When James did no more than protest about two officers unnecessarily holding his hands whilst another officer searched him (he was not refusing the search), matters quickly escalated with numerous officers combining to force James’s hands behind his back, handcuff him, kick him, force him against a wall – and then drag him to their van stating he was under arrest for “obstruction” of the search.
James is far from being the only client I am currently representing who has experienced such unjustified uses of force.
Anthony, another client of mine and another black man, was, during the course of a ‘negative’ stop search by West Midlands Police, left at the end of the search free to go about his business…with a broken elbow. All indications are that Anthony, like James, had been politely engaging with the officers – doing no more than, as was his right, requesting information as to the basis of the search – and, just like James, was on the end of almost immediate and almost certainly gratuitous force. One of the officers, indeed, demonstrated his disregard for Anthony and his assumption that use of force was normal in these circumstances, no big deal perhaps, by mocking James’s exclamations of distress and requests for assistance with his broken arm with the words “You’ll win a BAFTA for this…”
The claims for Anthony, James and many others are continuing.
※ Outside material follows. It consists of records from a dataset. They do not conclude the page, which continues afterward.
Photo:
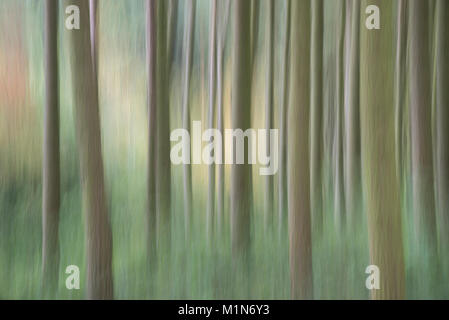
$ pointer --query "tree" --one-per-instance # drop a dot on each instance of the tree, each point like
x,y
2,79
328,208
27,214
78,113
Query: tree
x,y
220,59
163,163
442,109
151,63
51,163
400,84
339,198
172,26
316,113
87,124
282,175
421,127
93,4
188,50
241,118
298,154
351,113
212,60
381,186
269,109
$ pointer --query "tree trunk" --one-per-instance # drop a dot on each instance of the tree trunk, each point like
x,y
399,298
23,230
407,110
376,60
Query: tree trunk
x,y
51,165
220,59
93,4
352,116
421,127
339,198
269,110
380,181
151,63
400,86
188,51
163,162
442,109
298,154
282,175
172,26
316,109
212,59
240,117
87,124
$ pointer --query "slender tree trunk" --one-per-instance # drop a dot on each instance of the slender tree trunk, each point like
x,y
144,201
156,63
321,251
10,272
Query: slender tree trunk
x,y
421,127
87,124
188,51
212,60
151,63
255,10
220,59
442,109
269,110
298,154
163,163
339,199
93,5
172,26
51,165
352,115
400,85
316,109
381,185
282,175
241,116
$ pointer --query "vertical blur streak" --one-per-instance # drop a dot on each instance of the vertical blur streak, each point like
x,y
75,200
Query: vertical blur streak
x,y
421,126
269,110
339,200
220,123
152,130
442,101
189,41
51,166
316,113
400,84
87,124
380,183
351,112
212,60
300,251
283,123
241,118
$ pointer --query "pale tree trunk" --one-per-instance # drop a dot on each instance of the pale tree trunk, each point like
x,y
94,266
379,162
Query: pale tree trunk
x,y
255,8
172,26
339,199
352,116
240,117
316,114
51,163
299,223
268,197
151,51
442,109
421,126
282,175
163,163
93,5
400,86
212,60
220,125
87,124
381,186
188,51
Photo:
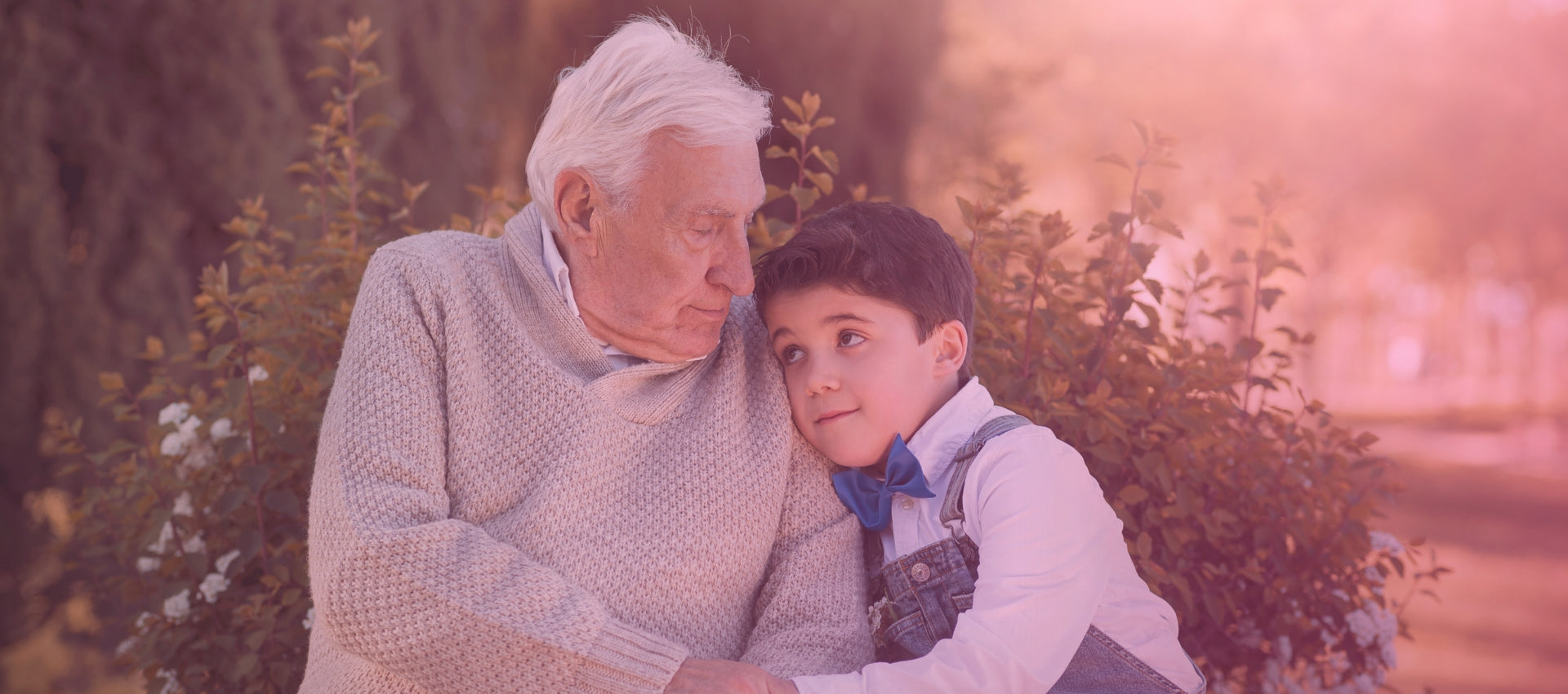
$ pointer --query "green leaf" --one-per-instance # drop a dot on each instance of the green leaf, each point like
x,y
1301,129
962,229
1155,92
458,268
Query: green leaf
x,y
828,158
284,501
823,182
270,420
1200,264
1269,295
1156,289
1247,348
804,196
216,354
112,381
255,477
229,501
Perhaps by succeeding in claims for damages for individuals like my clients, we will begin to change the police culture of both unnecessary stops and unnecessarily violent searches, which the Guardian’s figures and my own day-to-day experience indicate is a significant ongoing problem.
Officers need to police the streets; and through the legal mechanisms of complaints and claims, and journalistic reportage, we need to police the powers they use on those streets, otherwise the trust of many people and communities in this country’s system of law and order, may be irreparably damaged.